Struan tomou um gole do chá. O gosto era ótimo.
— Vai se sentir melhor depois que tomar um banho e poderemos conversar. Seu honorável pai já estava atrasado para o encontro com os deuses. Ele se encontra lá em cima agora, e você é o tai-pan. Assim, o que era ruim se tornou bom. Mais tarde, ainda esta manhã, eu lhe trarei um chá extra especial, que farei para curar todos os seus males.
— Obrigado.
— Deve-me um tael de prata pelo medicamento.
— Uma quinta parte.
— Pelo menos a metade.
— Uma quinta parte, mãe. — Ele barganhava sem pensar, de uma forma automática, mas não sem gentileza. — E se insistir, terei de lembrá-la que me deve seis meses de salário pagos adiantados, para o funeral de sua mãe... o segundo.
Um dos criados riu, por trás de Ah Tok, mas ela fingiu não perceber.
— Se assim diz, tai-pan.
Ah Tok usou o título com extrema delicadeza, a primeira vez em que o empregava para Malcolm, observando-o, sem perder nada, e depois acrescentou ríspida, para os dois homens que o lavavam com esponjas, de um modo eficiente e cuidadoso:
— Apressem o trabalho. Meu filho, o tai-pan, terá de suportar seus cuidados ineptos durante o dia inteiro?

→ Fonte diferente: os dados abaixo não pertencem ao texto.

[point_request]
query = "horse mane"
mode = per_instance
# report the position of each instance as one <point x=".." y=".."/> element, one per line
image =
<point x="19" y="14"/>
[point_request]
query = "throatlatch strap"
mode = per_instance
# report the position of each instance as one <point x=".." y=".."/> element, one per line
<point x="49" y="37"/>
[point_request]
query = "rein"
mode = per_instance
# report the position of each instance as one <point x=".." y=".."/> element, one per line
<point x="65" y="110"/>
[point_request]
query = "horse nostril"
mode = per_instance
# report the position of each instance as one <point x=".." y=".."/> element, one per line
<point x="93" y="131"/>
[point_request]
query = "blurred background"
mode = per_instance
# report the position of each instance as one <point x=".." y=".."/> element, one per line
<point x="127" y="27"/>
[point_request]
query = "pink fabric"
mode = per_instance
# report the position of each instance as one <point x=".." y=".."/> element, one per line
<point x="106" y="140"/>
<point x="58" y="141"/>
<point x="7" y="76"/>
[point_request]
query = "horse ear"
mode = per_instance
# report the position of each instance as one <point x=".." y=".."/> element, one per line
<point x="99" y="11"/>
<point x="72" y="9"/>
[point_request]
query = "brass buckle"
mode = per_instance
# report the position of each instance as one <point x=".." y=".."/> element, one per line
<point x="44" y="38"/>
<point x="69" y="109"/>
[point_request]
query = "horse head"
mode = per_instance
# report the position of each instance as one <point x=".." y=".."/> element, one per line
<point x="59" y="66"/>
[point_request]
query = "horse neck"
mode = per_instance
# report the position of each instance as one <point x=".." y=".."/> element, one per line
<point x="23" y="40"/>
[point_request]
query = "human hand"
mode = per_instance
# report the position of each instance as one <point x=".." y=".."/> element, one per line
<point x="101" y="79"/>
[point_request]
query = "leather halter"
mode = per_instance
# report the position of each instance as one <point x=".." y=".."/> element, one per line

Um dos homens teve a insensatez de soltar um grunhido em resposta.
— Tome cuidado, seu fornicador sem mãe — disse ela, suavemente, em um dialeto que Struan não entendia. — Acabe logo com isso, e se cortar meu filho, ao lhe fazer a barba, lançarei um mau-olhado contra você. Trate meu filho como jade imperial, ou seu fruto será pulverizado... e respeite quem é melhor do que você!
— Melhor? Ora, velhota, você vem de Ning Tok, uma aldeia de bosta de tartaruga que só é famosa pelos peidos.
— Um tael de prata diz que esta pessoa civilizada pode vencê-lo cinco em sete vezes no mahjong esta noite.
— Negócio fechado! — respondeu o homem, truculento, embora Ah Tok fosse uma excepcional jogadora.
— Do que estão falando? — perguntou Struan.
— Conversa de criados, meu filho, nada de importante.
Depois que terminaram, eles vestiram-no com um camisolão limpo.
— Obrigado — disse Struan, sentindo-se muito melhor.
Os dois criados fizeram uma reverência polida e se retiraram.
— Ah Tok, tranque a porta, sem fazer barulho.
Ela obedeceu. Seus ouvidos aguçados captaram o farfalhar de saias no cômodo ao lado e Ah Tok resolveu aumentar sua vigilância. A estrangeira era uma prostituta intrometida e diabólica, seu portão de jade tão faminto pelo amo que uma pessoa civilizada quase que podia ouvi-lo a salivar...
— Acenda a vela para mim, por favor.
— Para quê? Sente os olhos doendo, meu filho?
— Não, não é nada disso. Há fósforos de segurança na cômoda.
Os fósforos de segurança, uma recente patente sueca, eram em geral trancados, por serem muito procurados. Assim, tinham venda fácil e o hábito de furta-los às vezes os faziam desaparecer. Os pequenos furtos eram endêmicos na Ásia. Apreensiva, Ah Tok usou um fósforo, sem entender por que não acendiam se não fossem riscados no lado da caixa. Malcolm explicara o motivo, mas ela se limitara a murmurar que se tratava de mais uma magia diabólica dos estrangeiros.